Salmorejo


How quickly we change our complaints from the rain to the heat.  Spanish summer is here with its amazing produce.  And sweaty stickiness.  And lack of appetite, (some say, but this is never my issue).  Bring on the cold soups!

This is my favorite.  Salmorejo.  Fun to say too, isn’t it.

This is a typical dish in Córdoba, another province in southern Spain.  Córdoba is stinking hot.  A cook your pancakes on the hood of your car kind of place.  They don’t eat a lot of pot roasts in Córdoba in the summer.  But they sure can grow great tomatoes.

I’ll warn you, don’t even bother making Salmorejo if you don’t have good tomatoes.  Real, red, juicy tomatoes.  Don’t even think about attempting Salmorejo with pastey-white, pulpy excuses for tomatoes.  Pass by those long travelled winter fruits and veggies.    Your soup will taste like wet bread and you will never attempt another NotSoSpanish recipe again.

There are tons of recipes for Salmorejo, but they all have the same ingredients, just in different proportions.  I will put one as an example.  This recipe comes to you from the land of cheap tomatoes and olive oil.

  • 1 kilo of tomatoes
  • 1 cup of extra virgin olive oil
  • 200 grams of old bread
  • 1 clove of garlic
  • a pinch of salt
  • a wee splash of vinegar to taste

Scandalized by a cup of raw olive oil?   It’s yummy.  It’s good for you.  Embrace the good fats!  Or cut it back if that bitter taste isn’t for you.  (Don’t replace it with water or anything.  The tomato juice will do the job for you.)
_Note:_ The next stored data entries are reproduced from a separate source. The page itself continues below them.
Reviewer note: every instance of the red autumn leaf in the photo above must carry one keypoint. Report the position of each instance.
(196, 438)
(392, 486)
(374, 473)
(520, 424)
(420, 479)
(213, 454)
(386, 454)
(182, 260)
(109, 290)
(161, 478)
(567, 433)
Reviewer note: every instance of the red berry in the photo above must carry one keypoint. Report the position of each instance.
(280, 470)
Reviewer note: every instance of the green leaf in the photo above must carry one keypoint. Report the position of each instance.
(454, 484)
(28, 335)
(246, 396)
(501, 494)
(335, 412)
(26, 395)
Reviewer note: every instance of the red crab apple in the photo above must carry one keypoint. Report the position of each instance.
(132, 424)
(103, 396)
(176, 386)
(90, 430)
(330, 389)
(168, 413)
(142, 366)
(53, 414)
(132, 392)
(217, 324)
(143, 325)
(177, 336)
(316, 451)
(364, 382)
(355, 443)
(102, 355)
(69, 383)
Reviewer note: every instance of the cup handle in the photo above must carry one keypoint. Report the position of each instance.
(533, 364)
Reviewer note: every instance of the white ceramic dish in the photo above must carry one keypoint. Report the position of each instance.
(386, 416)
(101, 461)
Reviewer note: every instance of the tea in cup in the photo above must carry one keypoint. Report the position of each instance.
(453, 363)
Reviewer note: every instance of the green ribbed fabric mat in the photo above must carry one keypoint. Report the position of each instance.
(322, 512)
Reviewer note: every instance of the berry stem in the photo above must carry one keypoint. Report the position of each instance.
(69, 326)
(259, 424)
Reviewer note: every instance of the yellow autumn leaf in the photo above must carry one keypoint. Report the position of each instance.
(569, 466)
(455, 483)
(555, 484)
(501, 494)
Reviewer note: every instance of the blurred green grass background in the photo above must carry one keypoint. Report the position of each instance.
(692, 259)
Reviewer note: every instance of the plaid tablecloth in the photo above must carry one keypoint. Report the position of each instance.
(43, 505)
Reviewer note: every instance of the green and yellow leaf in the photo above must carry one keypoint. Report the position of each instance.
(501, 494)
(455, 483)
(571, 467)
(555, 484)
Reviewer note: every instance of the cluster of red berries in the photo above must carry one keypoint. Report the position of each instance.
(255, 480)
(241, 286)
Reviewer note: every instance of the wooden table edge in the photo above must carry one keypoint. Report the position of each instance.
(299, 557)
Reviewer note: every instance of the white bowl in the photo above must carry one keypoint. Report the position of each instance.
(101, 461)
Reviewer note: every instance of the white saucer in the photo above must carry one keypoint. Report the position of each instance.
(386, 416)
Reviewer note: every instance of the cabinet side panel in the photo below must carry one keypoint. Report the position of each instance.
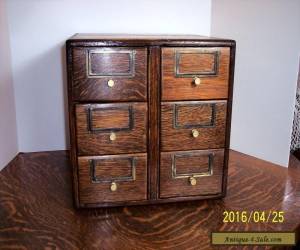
(228, 121)
(72, 127)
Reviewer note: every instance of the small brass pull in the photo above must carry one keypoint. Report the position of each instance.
(112, 136)
(195, 133)
(192, 181)
(113, 186)
(111, 83)
(197, 81)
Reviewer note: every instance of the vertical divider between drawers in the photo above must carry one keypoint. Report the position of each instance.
(153, 121)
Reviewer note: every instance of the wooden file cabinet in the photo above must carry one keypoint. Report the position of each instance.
(149, 117)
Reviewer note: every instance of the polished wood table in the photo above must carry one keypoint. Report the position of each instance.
(36, 208)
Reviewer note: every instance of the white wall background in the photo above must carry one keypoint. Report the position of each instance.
(268, 48)
(38, 30)
(8, 129)
(267, 34)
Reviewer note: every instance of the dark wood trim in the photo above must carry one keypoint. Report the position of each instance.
(154, 120)
(72, 125)
(228, 118)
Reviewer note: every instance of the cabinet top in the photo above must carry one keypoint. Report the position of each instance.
(80, 39)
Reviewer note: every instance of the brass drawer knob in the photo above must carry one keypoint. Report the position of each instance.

Just fire it all in the blender and whip it up.  It should come out thick and creamy.  Chill before serving.

Ya, that is all Salmorejo is.  Olive oil and tomato soup.  Usually it is dressed up with some chopped egg and ham.  It adds a little protein and makes it a meal.

Rubbing it all over your body is optional.  But with all that olive oil, we just might be onto something.